BeritaManado.com – Reklamasi pantai di Kota Manado dimulai akhir 1997.
Dr. Rignolda Djamaludin, pakar kelautan Universitas Sam Ratulangi (Unsrat) dari Manado Scientific Expoloration, menceritakan asal mula ide reklamasi pantai di Kota Manado.
“Di awali dari seorang pejabat kepala daerah yang berdiri menghadap ke laut, pernah saya tulis itu. Mungkin dia terhipnotis kemudian muncul dalam pikiran dia, bagus juga pantai ini ditimbun,” jelas Rignolda Djamaludin kepada wartawan di rumah kopi K.8 Sario, pekan lalu.
Kepala daerah tersebut, lanjut Rignolda, langsung mencarikan investor untuk reklamasi pantai.
“Kemudian dicarikan investor, ketika itu banyak yang datang, ada dari Makassar, dilakukan reklamasi didasari PKS,” tukas Rignolda.
Ia menambahkan, Teluk Manado secara batimetri setelah dilakukan pengukuran dan pemetaan topografi dasar laut, profil dasar perairan dan kedalaman, tak memiliki banyak perairan dangkal.
Secara oceanografi hampir semua pantai di Pulau Sulawesi punya karakter tak memiliki perairan dangkal yang lebar, termasuk Teluk Manado.

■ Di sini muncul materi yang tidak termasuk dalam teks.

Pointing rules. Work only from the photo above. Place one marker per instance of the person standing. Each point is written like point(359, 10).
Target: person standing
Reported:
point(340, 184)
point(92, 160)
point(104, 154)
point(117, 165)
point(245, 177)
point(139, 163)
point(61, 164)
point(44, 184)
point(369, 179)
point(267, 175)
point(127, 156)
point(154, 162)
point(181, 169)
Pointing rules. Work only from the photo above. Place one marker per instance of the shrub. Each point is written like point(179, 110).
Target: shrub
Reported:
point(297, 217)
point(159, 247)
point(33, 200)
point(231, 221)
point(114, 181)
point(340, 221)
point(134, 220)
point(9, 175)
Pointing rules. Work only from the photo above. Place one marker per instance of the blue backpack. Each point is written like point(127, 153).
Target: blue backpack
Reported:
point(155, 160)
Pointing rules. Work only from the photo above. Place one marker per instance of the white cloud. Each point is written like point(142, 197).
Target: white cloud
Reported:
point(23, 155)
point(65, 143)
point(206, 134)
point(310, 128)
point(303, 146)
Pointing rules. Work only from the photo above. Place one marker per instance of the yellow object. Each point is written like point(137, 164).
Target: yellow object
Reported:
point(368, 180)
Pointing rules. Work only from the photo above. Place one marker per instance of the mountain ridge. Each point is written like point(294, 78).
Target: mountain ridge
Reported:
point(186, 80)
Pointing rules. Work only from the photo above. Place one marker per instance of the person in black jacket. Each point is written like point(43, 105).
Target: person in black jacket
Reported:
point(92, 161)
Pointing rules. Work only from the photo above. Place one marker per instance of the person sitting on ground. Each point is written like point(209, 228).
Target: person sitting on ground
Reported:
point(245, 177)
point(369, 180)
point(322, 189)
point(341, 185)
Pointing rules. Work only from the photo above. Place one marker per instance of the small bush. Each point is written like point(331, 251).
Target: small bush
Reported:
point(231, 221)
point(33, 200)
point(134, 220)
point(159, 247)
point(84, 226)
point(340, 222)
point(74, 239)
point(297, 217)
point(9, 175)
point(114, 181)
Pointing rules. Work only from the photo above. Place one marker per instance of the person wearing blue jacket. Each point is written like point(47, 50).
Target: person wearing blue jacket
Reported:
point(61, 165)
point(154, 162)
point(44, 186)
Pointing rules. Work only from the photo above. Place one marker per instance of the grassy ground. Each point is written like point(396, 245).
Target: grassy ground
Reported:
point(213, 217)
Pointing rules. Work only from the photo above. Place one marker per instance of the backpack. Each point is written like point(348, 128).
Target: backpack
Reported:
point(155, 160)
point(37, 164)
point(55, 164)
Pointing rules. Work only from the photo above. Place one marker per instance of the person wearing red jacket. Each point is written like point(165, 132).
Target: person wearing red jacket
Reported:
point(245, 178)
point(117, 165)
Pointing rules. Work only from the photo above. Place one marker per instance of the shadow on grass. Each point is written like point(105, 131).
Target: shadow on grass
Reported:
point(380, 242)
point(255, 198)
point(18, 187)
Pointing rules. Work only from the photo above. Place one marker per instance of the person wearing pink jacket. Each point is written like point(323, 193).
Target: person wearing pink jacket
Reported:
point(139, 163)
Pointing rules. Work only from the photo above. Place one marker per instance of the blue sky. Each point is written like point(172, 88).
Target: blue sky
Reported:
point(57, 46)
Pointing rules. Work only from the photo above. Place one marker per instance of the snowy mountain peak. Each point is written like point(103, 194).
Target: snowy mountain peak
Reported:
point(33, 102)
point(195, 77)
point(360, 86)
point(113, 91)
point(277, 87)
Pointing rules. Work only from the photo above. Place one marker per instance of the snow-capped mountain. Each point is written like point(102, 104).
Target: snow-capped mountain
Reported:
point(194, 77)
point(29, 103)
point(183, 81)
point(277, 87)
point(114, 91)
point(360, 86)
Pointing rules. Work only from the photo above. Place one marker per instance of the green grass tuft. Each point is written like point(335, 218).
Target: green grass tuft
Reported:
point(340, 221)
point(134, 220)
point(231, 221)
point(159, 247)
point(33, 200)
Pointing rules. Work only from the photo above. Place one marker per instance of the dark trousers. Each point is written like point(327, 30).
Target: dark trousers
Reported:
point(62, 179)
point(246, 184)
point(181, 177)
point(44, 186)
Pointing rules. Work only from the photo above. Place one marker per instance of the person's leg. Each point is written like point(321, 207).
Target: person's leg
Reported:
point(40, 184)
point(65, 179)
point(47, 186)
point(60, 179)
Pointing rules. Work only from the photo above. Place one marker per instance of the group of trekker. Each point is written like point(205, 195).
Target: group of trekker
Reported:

“Maka, penimbunan di Boulevard hanya mengikuti perairan dangkal, seperti kawasan Megamas, tidak sama lebar, ada penimbunan dekat tapi ada juga yang jauh seperti tanjung di pohon kasih, itu disebut napo keranjang, karang di bawah permukaan laut,” tukas Rignolda.

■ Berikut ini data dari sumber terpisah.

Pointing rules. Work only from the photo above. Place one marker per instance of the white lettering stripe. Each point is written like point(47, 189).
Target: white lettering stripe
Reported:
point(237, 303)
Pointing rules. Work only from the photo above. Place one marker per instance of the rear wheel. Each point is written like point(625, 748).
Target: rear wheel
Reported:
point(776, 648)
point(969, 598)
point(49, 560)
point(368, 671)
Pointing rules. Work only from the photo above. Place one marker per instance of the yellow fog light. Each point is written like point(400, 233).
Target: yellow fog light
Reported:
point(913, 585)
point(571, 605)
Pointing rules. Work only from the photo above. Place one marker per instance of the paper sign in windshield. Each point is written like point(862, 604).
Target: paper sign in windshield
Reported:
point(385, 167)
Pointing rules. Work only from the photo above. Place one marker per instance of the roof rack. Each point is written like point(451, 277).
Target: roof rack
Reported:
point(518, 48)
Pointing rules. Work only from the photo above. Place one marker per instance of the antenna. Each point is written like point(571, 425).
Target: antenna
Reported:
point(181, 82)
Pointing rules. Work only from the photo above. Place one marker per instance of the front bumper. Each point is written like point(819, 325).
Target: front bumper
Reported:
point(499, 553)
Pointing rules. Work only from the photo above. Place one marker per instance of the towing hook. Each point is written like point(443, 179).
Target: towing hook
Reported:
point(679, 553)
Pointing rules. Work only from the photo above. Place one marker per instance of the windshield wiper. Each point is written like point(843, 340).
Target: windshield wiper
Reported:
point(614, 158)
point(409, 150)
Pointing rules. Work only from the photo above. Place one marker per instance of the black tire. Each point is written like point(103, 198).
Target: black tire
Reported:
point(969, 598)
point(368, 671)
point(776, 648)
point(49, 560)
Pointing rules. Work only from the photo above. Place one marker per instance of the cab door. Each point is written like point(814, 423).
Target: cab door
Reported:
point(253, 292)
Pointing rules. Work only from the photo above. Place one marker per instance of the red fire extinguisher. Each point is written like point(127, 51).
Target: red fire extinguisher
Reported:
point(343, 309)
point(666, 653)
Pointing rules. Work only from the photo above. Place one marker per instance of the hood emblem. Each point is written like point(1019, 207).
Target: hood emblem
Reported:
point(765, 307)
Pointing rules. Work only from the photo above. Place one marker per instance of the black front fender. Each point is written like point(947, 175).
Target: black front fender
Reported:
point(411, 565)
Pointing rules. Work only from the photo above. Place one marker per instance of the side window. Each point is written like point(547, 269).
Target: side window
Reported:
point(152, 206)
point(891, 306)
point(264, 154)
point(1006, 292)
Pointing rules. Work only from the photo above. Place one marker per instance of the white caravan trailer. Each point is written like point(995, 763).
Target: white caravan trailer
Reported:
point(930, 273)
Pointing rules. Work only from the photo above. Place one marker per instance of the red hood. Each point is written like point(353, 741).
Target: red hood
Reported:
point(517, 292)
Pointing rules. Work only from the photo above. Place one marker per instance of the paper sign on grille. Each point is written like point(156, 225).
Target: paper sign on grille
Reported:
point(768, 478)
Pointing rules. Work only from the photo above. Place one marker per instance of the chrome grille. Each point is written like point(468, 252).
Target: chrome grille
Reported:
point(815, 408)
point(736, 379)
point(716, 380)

Sebelumnya, di beberapa kesempatan termasuk ketika Rapat Dengar Pendapat (RDP) bersama DPRD Sulut, Amos Kenda mewakili PT Manado Utara Perkasa (MUP) mengatakan bahwa pantai dari Kelurahan Sindulang Satu hingga Kelurahan Tumumpa di Kecamatan Tuminting tidak memiliki biota.
Pernyataan tersebut dibantah Rignolda Djamaludin.

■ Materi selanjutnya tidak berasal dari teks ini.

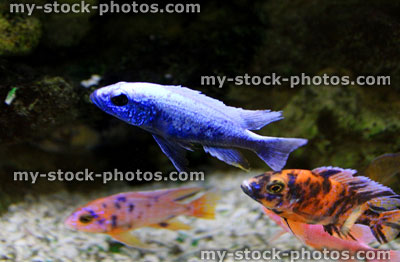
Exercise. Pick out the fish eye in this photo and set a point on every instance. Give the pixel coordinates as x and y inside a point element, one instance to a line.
<point>85,219</point>
<point>275,187</point>
<point>119,100</point>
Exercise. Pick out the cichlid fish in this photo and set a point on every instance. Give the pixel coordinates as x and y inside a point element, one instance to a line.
<point>119,214</point>
<point>179,117</point>
<point>316,237</point>
<point>329,196</point>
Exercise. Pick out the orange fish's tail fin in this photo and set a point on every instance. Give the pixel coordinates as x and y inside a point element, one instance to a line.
<point>387,226</point>
<point>386,256</point>
<point>204,207</point>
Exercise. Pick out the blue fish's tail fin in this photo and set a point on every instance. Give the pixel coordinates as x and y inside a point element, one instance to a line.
<point>275,151</point>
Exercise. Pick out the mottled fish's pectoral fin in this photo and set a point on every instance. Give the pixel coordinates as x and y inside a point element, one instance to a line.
<point>351,220</point>
<point>172,224</point>
<point>228,155</point>
<point>129,239</point>
<point>334,231</point>
<point>175,152</point>
<point>277,235</point>
<point>387,227</point>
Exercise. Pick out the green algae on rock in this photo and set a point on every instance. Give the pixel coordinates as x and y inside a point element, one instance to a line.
<point>18,35</point>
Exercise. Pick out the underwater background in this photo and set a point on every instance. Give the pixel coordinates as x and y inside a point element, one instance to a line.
<point>51,124</point>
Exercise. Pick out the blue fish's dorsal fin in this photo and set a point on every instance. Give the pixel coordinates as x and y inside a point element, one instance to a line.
<point>174,152</point>
<point>256,119</point>
<point>361,184</point>
<point>248,119</point>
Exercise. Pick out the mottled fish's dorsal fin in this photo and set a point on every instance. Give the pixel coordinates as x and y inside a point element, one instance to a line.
<point>175,152</point>
<point>228,155</point>
<point>248,119</point>
<point>329,171</point>
<point>360,184</point>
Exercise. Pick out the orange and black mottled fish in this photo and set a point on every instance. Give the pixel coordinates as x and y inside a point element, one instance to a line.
<point>119,214</point>
<point>329,196</point>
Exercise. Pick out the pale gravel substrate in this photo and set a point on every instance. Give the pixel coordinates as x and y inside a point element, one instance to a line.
<point>34,230</point>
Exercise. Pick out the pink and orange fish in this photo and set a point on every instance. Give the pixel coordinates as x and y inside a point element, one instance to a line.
<point>119,214</point>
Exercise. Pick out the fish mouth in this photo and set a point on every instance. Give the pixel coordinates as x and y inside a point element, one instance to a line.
<point>247,189</point>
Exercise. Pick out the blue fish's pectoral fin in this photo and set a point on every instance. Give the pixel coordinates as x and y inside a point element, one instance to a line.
<point>275,151</point>
<point>256,119</point>
<point>172,224</point>
<point>175,152</point>
<point>129,239</point>
<point>228,155</point>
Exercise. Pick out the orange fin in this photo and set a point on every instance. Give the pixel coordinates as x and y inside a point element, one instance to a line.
<point>387,227</point>
<point>277,235</point>
<point>172,224</point>
<point>360,184</point>
<point>351,220</point>
<point>129,239</point>
<point>204,207</point>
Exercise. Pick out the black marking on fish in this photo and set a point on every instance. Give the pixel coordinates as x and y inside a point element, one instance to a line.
<point>163,224</point>
<point>131,207</point>
<point>271,197</point>
<point>287,223</point>
<point>186,196</point>
<point>326,185</point>
<point>329,173</point>
<point>114,220</point>
<point>121,199</point>
<point>314,189</point>
<point>378,209</point>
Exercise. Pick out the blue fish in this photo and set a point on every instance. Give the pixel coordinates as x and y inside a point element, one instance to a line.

“Kami memimpin tim sejak 2019 melakukan pemantauan penyelaman di pantai Teluk Manado. Kata pihak pengembang tidak ada terumbu karang mati dan hidup, padahal masyarakat bisa menangkap ikan termasuk ikan karang,” ujar Rignolda.
Rignolda menambahkan, di dunia kerja geografi yang memahami cara citra satelit, diperoleh informasi bahwa alas dari pantai di Manado Utara adalah substrak keras yaitu karbonat sistem, berarti terumbu karang.
Ia mengaku telah membentuk tim penyelaman, pertama yang memahami scientific terkait objek yang diobservasi, kedua metodelogi dokumentasi bawah laut, termasuk menelusuri semua yang dikatakan para nelayan.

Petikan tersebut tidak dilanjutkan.